The best reason to support structured settlements is to have payouts of income to last throughout the beneficiary’s lifetime. With guaranteed payments, there is less chance of losing principal to poor investments, spendthrift habits or the undue influence of family and friends. Another advantage of structured settlements is that the payments are free of income tax.
In some cases, the payout may be tailored to meet anticipated needs. For example, a minor who obtains a large recovery might be better served by having the annuity payments delayed or increased after attaining their 18th birthday, to correspond with higher education costs, or at their 21st birthday, to correspond with emancipation from their parents.
Whether a lump sum or structured settlement is involved, the first consideration is whether or not the person with disabilities is a recipient of public benefits. If so, then any recovery should be designed so as not to disqualify them from Medicaid and SSI. This will mean establishing a first party special needs trust (SNT) with payback provisions, giving Medicaid a lien on the trust at the death of the beneficiary. Absent the SNT, the person will likely be disqualified for such public benefits.

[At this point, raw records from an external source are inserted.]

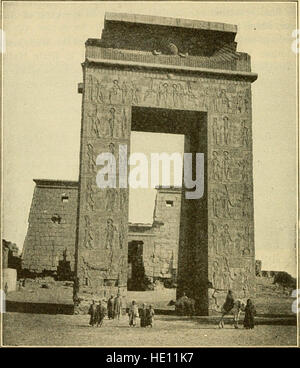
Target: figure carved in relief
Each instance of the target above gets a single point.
(89, 88)
(163, 94)
(150, 91)
(243, 165)
(109, 233)
(124, 124)
(86, 274)
(225, 102)
(246, 203)
(134, 91)
(215, 203)
(215, 130)
(88, 238)
(216, 166)
(111, 199)
(226, 130)
(125, 91)
(226, 240)
(96, 127)
(99, 96)
(91, 158)
(111, 121)
(121, 235)
(175, 95)
(115, 92)
(90, 203)
(217, 276)
(244, 134)
(215, 236)
(178, 95)
(226, 202)
(226, 165)
(227, 276)
(123, 198)
(242, 103)
(190, 94)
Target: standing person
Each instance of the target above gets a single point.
(250, 313)
(110, 307)
(101, 313)
(118, 306)
(227, 307)
(93, 313)
(150, 316)
(143, 315)
(133, 314)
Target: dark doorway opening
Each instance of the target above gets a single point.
(136, 270)
(192, 257)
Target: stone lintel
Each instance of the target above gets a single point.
(170, 22)
(227, 74)
(170, 189)
(52, 183)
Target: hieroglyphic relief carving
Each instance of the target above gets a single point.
(122, 232)
(94, 89)
(226, 240)
(110, 232)
(111, 199)
(88, 238)
(244, 135)
(222, 278)
(86, 274)
(123, 199)
(111, 121)
(115, 93)
(90, 202)
(91, 158)
(216, 167)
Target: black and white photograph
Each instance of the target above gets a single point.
(149, 174)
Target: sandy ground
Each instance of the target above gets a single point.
(57, 330)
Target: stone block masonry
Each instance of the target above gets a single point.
(191, 71)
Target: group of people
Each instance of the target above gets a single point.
(236, 306)
(113, 310)
(146, 315)
(97, 313)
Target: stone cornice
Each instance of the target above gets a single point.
(52, 183)
(228, 74)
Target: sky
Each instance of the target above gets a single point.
(42, 109)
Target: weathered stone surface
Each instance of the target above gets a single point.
(51, 225)
(212, 107)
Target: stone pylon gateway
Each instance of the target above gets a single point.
(180, 76)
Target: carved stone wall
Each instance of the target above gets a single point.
(213, 110)
(51, 225)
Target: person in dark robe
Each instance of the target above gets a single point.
(150, 316)
(250, 313)
(100, 313)
(133, 314)
(227, 307)
(118, 306)
(110, 307)
(143, 315)
(93, 314)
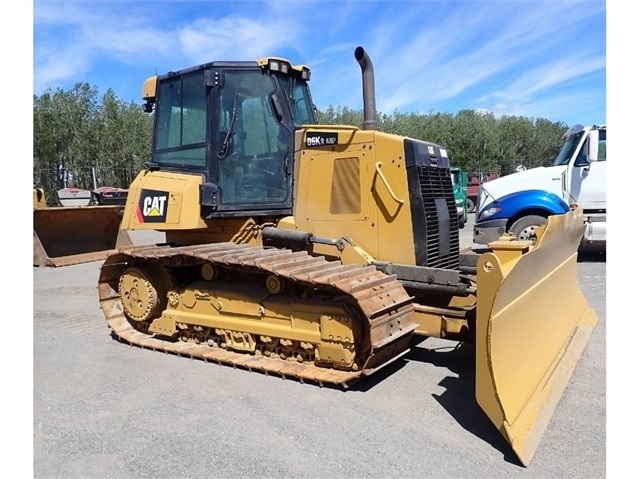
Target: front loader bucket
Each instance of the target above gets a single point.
(533, 323)
(70, 235)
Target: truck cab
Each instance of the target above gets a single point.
(520, 202)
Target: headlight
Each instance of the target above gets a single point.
(488, 212)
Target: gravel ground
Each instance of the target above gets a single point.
(102, 409)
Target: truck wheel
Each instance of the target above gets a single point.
(524, 228)
(470, 205)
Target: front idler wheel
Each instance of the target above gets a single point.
(143, 292)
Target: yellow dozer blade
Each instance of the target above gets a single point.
(533, 323)
(65, 235)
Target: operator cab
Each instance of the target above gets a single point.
(233, 123)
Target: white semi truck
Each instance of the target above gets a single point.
(519, 202)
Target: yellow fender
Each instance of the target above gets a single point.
(533, 323)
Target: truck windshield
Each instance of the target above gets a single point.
(568, 149)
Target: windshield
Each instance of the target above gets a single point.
(567, 150)
(180, 116)
(300, 100)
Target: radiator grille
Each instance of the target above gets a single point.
(442, 231)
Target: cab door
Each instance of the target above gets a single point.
(586, 174)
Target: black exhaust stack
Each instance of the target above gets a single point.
(368, 86)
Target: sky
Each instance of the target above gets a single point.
(571, 61)
(534, 58)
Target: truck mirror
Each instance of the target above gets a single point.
(593, 148)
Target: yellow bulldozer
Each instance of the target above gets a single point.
(322, 252)
(66, 235)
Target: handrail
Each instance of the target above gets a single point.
(378, 169)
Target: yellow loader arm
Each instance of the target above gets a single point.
(533, 323)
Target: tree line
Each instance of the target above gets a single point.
(84, 140)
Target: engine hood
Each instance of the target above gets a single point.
(540, 178)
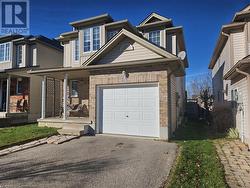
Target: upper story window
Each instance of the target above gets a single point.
(76, 50)
(154, 37)
(96, 38)
(19, 54)
(110, 34)
(91, 39)
(5, 52)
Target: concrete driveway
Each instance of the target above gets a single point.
(101, 161)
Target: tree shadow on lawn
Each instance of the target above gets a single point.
(196, 130)
(47, 170)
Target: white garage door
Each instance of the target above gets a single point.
(130, 110)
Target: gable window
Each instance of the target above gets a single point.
(76, 50)
(5, 52)
(19, 54)
(74, 88)
(154, 37)
(110, 34)
(91, 39)
(19, 86)
(96, 38)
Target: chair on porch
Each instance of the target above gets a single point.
(79, 110)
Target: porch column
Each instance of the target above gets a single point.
(8, 94)
(65, 84)
(44, 83)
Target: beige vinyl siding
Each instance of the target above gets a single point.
(239, 46)
(128, 50)
(53, 57)
(162, 37)
(248, 37)
(33, 55)
(172, 103)
(223, 60)
(5, 65)
(35, 98)
(67, 55)
(241, 86)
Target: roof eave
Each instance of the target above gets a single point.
(88, 21)
(155, 24)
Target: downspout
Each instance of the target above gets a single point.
(248, 97)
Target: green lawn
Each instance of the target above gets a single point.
(198, 164)
(16, 135)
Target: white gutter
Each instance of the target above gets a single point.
(248, 101)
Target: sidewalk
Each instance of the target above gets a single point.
(236, 160)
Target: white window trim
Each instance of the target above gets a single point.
(18, 54)
(10, 47)
(159, 36)
(73, 51)
(91, 39)
(71, 89)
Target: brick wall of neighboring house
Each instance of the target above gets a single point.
(19, 102)
(146, 75)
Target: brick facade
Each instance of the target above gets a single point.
(136, 76)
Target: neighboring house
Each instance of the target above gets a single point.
(20, 92)
(120, 79)
(230, 66)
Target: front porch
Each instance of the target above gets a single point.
(65, 104)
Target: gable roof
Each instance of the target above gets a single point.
(118, 37)
(244, 13)
(154, 15)
(223, 37)
(88, 21)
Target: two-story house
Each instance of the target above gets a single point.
(20, 92)
(230, 66)
(120, 79)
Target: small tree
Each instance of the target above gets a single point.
(201, 89)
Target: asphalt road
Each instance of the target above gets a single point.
(100, 161)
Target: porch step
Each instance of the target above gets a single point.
(75, 129)
(74, 132)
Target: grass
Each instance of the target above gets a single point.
(21, 134)
(198, 164)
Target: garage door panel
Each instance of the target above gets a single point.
(131, 110)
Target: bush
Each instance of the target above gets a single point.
(222, 118)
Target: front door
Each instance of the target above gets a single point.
(3, 100)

The next step should be a review the beneficiary’s life care plan to determine how best to meet their short-term and long-term needs. Depending upon the situation, a structured settlement may not be the optimal approach. If their disabilities are significant, they are likely to need an accessible home and vehicle, among other large-ticket purchases. In such a case an income stream from a structured settlement will not suffice, unless a large cash sum has been set aside in a trust, likely an SNT, to purchase a home and a van.
The SNT cannot purchase a home using a mortgage, as that would disqualify the beneficiary from public benefits. The search for an appropriate residence to purchase will be limited by cost and design. Given the scarcity of handicap-accessible residences, the trustee will likely be spending very large sums to build ramps, roll-in showers and widened doorways. An elevator, if needed, can easily add $25,000 to project costs. Even with enough cash to make those purchases, the trustee will need available resources to pay for upkeep, repairs, emergencies and other supplemental needs. In addition, a used, handicap-accessible van only a few years old will cost $30,000 or more, and a new van with an electronic lift will exceed $60,000 in cost. Moreover, vehicles don’t last forever, and substantial repair costs are common with large handicap- accessible vans.
There are other financial considerations, as well. Currently, interest rates are at historic lows and financial markets are unsteady. A structured settlement purchased currently locks the beneficiary into a lifetime of investment at these lower rates. Moreover, the advantage of tax-free income is wasted on a beneficiary who has substantial, ongoing deductible medical costs and little or no other income.
When a structured settlement remains outside of a trust, there is another risk. If suddenly faced with unexpected expenses, some families may be tempted to “reverse” the annuity process in order to obtain the rest of the settlement as a lump sum. In 2002, Congress passed the Structured Settlement Protection Act to prevent unscrupulous organizations from buying, at deep discounts, the right to future structured payments intended for people with disabilities. If the money is being channeled into an SNT, the annuity can’t be sold. In addition, a court must review such proposed sales in order to determine whether or not they’re in the best interests of the individual.
Families that anticipate receiving a personal injury settlement for a loved one should give careful thought to whether or not a structured settlement makes sense for them. In some cases, it will not, unless the recovery is large compared to the needs of the person with disabilities. Accordingly it is critically important for the family, personal injury attorney and a special needs attorney to confer as soon as possible in order to identify the best approach to structured settlements in the context of a large recovery.